Where do the audio transscriptions go after being done?

Hello,

I've tried this add-on, and I have to say it's very good. However, I'm curious to know when transscribing a audio file, where does it go? When I tried doing this, I get "Uploading... but then nothing indicating the progress of the file being uploaded, or the results of the transscription. So, I guess I'm a little confused as to where these things are located. Any help would be greatly appreciated.

@jay

Hello. If successful, a box will appear where you can both view the text of the audio file and chat about the audio file. Sometimes you need to use Alt+Tab to focus on the window.

about customized prompts

I read the add-on guide about custom variables and didn’t understand how to use them. Give me a practical example of how and where to use them, please: let’s suppose I want to take a screenshot and have it return only the text that is written on the screen — how can I do that?

@Guilherme

For example, you can use this command in the custom prompt section of the add-on settings.
My OCR:[file_ocr]

still about custom prompts

Right, but then, which command do I use to activate this prompt?

@Guilherme

Press Ctrl+Shift+Insert+R. Please read the document.

gemini tts

Hello.
Yes, Native Speech works well, but since all Gemini features are combined in a single plugin, it would be nice to use the text-to-speech feature through the same plugin instead of using another plugin.
So, I suggest including this functionality in this plugin without having to install the Native Speech plugin, since the Native Speech plugin hasn't been updated in a long time.

did I need VPN to connect to google gemini?

I used to use gemini via VPN.
should I also contact with VPn for this addon?

@ming

Yes. If you are using a VPN to communicate with Gemini, you must also use a VPN to use this add-on.
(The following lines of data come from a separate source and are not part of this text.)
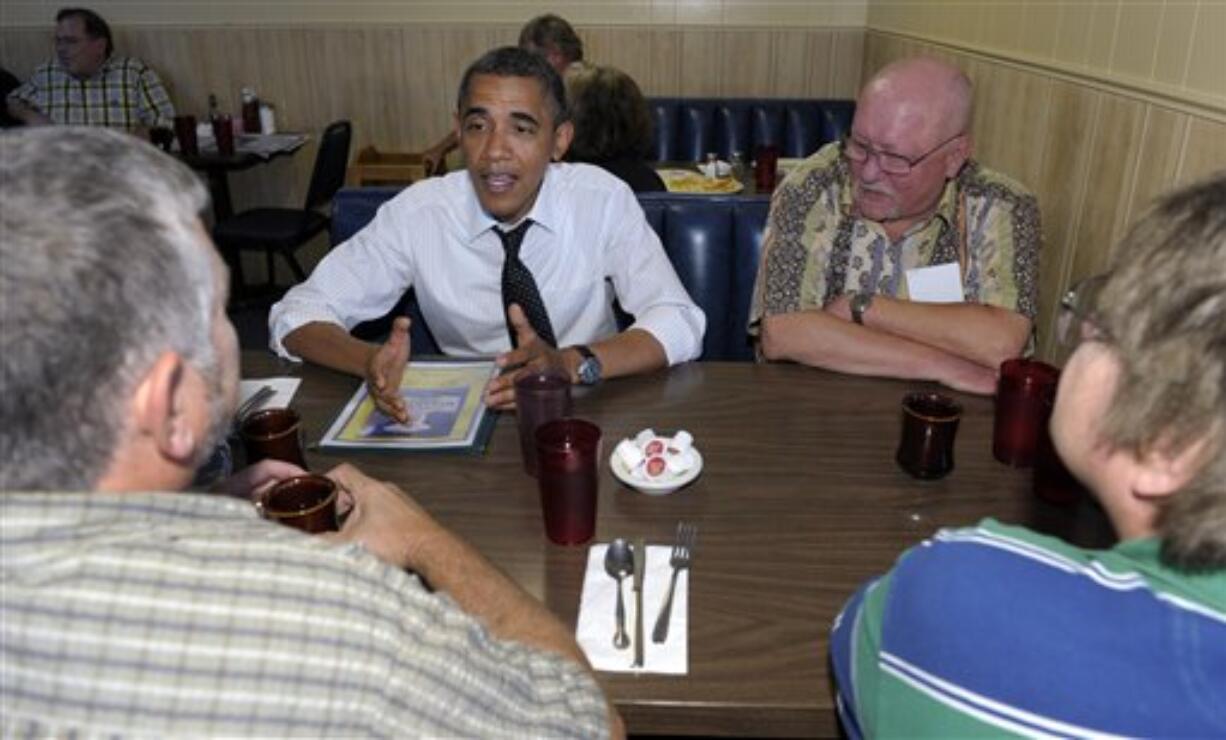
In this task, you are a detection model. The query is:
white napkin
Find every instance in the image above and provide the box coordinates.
[240,377,300,410]
[576,543,687,674]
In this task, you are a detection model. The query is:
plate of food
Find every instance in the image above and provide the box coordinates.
[610,428,703,495]
[656,169,744,195]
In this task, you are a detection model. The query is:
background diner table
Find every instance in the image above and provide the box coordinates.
[182,132,309,222]
[242,350,1113,737]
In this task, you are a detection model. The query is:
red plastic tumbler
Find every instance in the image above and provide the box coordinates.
[993,358,1060,467]
[535,418,601,545]
[754,145,780,193]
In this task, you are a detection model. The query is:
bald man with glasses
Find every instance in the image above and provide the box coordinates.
[750,57,1040,394]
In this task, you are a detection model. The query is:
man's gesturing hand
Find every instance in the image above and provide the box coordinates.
[485,304,570,409]
[365,316,411,423]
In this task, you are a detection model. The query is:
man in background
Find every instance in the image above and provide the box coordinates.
[6,7,175,136]
[0,127,619,737]
[421,13,585,174]
[751,57,1039,395]
[831,173,1226,736]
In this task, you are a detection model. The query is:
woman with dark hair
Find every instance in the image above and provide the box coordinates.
[566,64,665,193]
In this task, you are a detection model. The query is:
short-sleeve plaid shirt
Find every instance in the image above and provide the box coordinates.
[9,56,175,130]
[0,492,610,737]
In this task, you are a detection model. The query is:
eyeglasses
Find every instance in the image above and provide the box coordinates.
[1056,273,1112,349]
[842,131,964,176]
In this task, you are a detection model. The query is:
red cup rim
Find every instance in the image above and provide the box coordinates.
[1000,358,1060,386]
[536,417,601,449]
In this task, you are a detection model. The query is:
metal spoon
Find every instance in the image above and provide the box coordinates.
[604,538,633,650]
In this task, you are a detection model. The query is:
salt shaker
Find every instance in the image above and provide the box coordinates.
[730,151,746,182]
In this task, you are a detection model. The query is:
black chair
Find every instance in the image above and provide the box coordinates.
[214,120,352,299]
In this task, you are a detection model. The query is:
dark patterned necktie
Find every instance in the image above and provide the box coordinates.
[497,220,557,348]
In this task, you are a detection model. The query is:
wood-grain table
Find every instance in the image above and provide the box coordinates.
[243,351,1113,737]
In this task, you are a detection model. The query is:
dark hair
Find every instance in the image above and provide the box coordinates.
[456,46,569,126]
[567,65,654,162]
[56,7,113,56]
[518,14,583,65]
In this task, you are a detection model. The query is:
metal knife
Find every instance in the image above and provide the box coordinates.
[633,536,646,668]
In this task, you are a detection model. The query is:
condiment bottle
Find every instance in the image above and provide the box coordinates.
[241,87,261,134]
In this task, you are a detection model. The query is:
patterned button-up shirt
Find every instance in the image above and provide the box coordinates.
[751,143,1040,331]
[8,56,175,130]
[0,492,609,737]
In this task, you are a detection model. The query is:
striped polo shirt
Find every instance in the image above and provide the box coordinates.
[8,56,175,130]
[831,519,1226,737]
[1,492,608,737]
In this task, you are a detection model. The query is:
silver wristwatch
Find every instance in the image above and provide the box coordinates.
[850,291,874,325]
[572,345,602,385]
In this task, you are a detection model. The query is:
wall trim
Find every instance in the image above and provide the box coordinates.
[865,28,1225,124]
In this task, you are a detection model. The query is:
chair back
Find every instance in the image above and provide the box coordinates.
[303,120,353,211]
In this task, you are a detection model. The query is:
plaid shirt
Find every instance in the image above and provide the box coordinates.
[0,492,609,737]
[8,56,175,130]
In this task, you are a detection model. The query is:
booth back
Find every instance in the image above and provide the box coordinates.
[648,97,855,162]
[330,187,770,361]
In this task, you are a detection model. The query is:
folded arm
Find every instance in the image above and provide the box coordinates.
[851,295,1031,371]
[759,309,998,395]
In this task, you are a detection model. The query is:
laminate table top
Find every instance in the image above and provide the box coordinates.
[242,352,1113,737]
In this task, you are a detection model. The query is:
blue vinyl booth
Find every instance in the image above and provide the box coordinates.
[648,97,855,162]
[329,188,771,361]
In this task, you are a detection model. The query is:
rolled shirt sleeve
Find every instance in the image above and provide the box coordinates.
[602,182,706,365]
[268,194,417,360]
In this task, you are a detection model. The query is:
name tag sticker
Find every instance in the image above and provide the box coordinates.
[905,263,964,303]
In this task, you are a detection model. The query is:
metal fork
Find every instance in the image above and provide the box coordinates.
[652,521,697,643]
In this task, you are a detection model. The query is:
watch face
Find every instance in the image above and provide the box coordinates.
[578,356,602,385]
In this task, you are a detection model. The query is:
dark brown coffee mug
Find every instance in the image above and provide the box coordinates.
[240,407,306,468]
[896,392,962,479]
[257,474,338,533]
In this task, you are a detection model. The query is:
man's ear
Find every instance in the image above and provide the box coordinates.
[1133,436,1209,500]
[552,120,574,161]
[130,350,199,465]
[945,132,972,178]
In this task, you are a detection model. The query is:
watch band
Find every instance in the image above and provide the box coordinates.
[850,292,874,325]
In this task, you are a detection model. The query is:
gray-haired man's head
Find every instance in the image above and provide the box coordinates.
[0,127,235,491]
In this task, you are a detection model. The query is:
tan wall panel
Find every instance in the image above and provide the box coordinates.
[966,59,1051,192]
[1184,1,1226,100]
[1,0,869,27]
[1151,0,1197,88]
[1110,2,1163,82]
[1178,118,1226,187]
[1124,107,1188,224]
[1070,95,1147,283]
[1032,81,1099,359]
[866,0,1223,115]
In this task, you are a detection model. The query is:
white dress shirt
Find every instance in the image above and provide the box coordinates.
[269,163,705,364]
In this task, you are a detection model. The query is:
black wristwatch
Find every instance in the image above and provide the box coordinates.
[571,345,603,385]
[850,291,874,325]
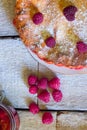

A proxy option has also been included in the settings, which requires you to have a server that forwards your requests to Gemini, eliminating the need for a VPN.

Version 2.5 Released: New Shortcuts, Stability, and a Note on Su

Hello everyone,

I am happy to announce the release of Vision Assistant Pro version 2.5!

I have tried my best to implement many of your suggestions in this update, most notably standardizing the keyboard shortcuts (switching from NVDA+Shift to NVDA+Control+Shift) to prevent conflicts with system commands and the Laptop layout.

A note regarding support and future updates: With this release, the add-on is now stable and robust, covering all the core functionalities intended for daily use. There is no immediate need for major changes.

As a one-person team, I work on this project and address requests strictly based on my available free time. Since I cannot reply to every individual comment here on the forum, please follow these guidelines:

Bug Reports & Features: Please submit them directly on the GitHub Issues page. This ensures they are tracked and not lost in the forum threads.
Open Source: This is an open-source project. I warmly invite other developers in the community to contribute code, fix bugs, or add features.

Thank you for your understanding and your continued support!

Best regards, Mahmood

Bulgarian language

Hi, this addon is very useful and big thanks for the good work. Can you add bulgarian language for the translations, AI responses and audio transcriptions? It will allow other bulgarian blind users to use this addon on our native language.